The molar mass of KMnO4 can be calculated as follows:
K (potassium) = 39.10 g/mol
Mn (manganese) = 54.94 g/mol
O (oxygen) = 16.00 g/mol x 4 = 64.00 g/mol
Molar mass of KMnO4 = 39.10 + 54.94 + 64.00 = 157.04 g/mol
Now, divide the given mass of KMnO4 by its molar mass to convert it to moles:
Number of moles of KMnO4 = 100 g / 157.04 g/mol
Step 2: Use stoichiometry to relate the moles of KMnO4 to the moles of O2.
From Equation 1, we know that 2 moles of MnO2 react with 1 mole of O2 to produce 2 moles of K2MnO4.
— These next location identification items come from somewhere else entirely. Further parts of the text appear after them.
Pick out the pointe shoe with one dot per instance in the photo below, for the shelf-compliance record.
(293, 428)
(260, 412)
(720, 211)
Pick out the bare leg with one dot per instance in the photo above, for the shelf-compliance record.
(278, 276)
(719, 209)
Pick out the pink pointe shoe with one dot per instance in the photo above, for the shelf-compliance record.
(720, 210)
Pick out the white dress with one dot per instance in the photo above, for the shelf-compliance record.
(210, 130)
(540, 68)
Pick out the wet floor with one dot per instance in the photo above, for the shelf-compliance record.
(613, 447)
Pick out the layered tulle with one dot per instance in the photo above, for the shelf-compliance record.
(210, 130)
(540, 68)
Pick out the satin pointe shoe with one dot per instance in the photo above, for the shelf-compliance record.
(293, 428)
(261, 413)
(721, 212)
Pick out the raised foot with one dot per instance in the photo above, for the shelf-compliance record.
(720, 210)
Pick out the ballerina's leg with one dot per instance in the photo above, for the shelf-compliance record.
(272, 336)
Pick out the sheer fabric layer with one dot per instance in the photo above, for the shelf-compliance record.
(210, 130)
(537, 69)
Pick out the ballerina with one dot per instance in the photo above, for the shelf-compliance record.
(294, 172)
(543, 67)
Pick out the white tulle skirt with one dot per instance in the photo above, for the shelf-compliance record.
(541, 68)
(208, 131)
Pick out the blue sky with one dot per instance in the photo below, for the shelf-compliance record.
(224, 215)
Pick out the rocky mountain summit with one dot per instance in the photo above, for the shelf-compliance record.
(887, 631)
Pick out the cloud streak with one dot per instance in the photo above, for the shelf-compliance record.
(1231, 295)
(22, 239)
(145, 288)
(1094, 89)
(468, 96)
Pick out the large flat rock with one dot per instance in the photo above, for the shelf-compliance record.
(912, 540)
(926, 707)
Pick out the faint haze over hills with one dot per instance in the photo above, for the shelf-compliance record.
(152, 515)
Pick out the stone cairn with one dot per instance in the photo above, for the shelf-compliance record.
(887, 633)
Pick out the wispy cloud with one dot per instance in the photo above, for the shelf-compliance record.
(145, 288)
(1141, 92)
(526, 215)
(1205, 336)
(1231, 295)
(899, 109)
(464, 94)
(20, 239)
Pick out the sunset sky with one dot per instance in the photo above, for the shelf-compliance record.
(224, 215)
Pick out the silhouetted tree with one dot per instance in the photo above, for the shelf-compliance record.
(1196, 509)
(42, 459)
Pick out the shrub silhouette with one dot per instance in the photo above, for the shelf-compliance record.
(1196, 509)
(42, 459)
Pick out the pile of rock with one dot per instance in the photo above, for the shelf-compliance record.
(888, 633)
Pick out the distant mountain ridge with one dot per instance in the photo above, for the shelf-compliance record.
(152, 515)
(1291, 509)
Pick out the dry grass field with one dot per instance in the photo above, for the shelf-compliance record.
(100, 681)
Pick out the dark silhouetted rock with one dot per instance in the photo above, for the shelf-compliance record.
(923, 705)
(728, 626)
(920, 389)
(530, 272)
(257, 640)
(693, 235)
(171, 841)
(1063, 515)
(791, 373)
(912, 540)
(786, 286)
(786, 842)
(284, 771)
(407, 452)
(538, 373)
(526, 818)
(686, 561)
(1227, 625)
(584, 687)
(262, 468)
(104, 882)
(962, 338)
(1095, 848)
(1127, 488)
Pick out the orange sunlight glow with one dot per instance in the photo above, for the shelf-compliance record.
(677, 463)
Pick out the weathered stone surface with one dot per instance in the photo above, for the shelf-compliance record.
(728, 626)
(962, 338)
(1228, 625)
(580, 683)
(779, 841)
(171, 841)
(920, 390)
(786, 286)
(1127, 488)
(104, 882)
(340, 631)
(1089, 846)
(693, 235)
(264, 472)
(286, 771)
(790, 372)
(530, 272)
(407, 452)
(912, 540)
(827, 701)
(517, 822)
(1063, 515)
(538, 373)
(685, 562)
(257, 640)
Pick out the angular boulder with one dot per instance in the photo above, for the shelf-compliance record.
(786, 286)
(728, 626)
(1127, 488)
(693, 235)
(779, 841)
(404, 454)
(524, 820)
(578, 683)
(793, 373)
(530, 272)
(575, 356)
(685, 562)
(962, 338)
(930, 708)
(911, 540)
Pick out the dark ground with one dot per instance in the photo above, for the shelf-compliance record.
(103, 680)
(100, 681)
Based on Equation 1, we can set up the following ratio:
2 mol O2 / 2 mol K2MnO4
Step 3: Calculate the moles of O2 required.
Multiply the moles of KMnO4 (calculated in Step 1) by the ratio obtained in Step 2:
Number of moles of O2 = Number of moles of KMnO4 x (2 mol O2 / 2 mol K2MnO4)
Step 4: Convert the moles of O2 to grams.
To do this, we need to know the molar mass of O2, which is 32.00 g/mol.
Now, multiply the moles of O2 (calculated in Step 3) by its molar mass to convert it to grams:
Mass of O2 = Number of moles of O2 x 32.00 g/mol
This will give you the mass of oxygen required to produce 100 g of KMnO4.